PythonでPCAを実施した際のエラー

pythonでPCAを実施を試みています。
Google CollaboratoryでTPUで実行しています。
下記を実行すると、

Python
1import math
2import numpy as np
3import pandas as pd
4import matplotlib.pyplot as plt
5from sklearn.decomposition import PCA
6from sklearn.preprocessing import scale
7
8df = pd.read_table('all_FPKMs_remove_zero_null.txt',index_col=0)
9df_scale = scale(df.T)
10
11pca = PCA()
12pca.fit(df_scale)
13
14print('主成分',pca.components_.round(4))
15print('平均',pca.mean_)
16print('共分散',pca.get_covariance())
17print('各次元の寄与率',pca.explained_variance_ratio_)

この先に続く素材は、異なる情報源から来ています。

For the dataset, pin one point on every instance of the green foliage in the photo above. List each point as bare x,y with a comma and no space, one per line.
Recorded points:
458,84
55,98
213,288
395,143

18print('累積寄与率',sum(pca.explained_variance_ratio_))
19print('標準偏差',[math.sqrt(u) for u in pca.explained_variance_])
20
21fuka = pca.components_*np.c_[np.sqrt(pca.explained_variance_)].T
22print('負荷\n',fuka.round(4))
23
24transformed = pca.fit_transform(df_scale)
25plt.scatter( [u[0] for u in transformed], [u[1] for u in transformed] )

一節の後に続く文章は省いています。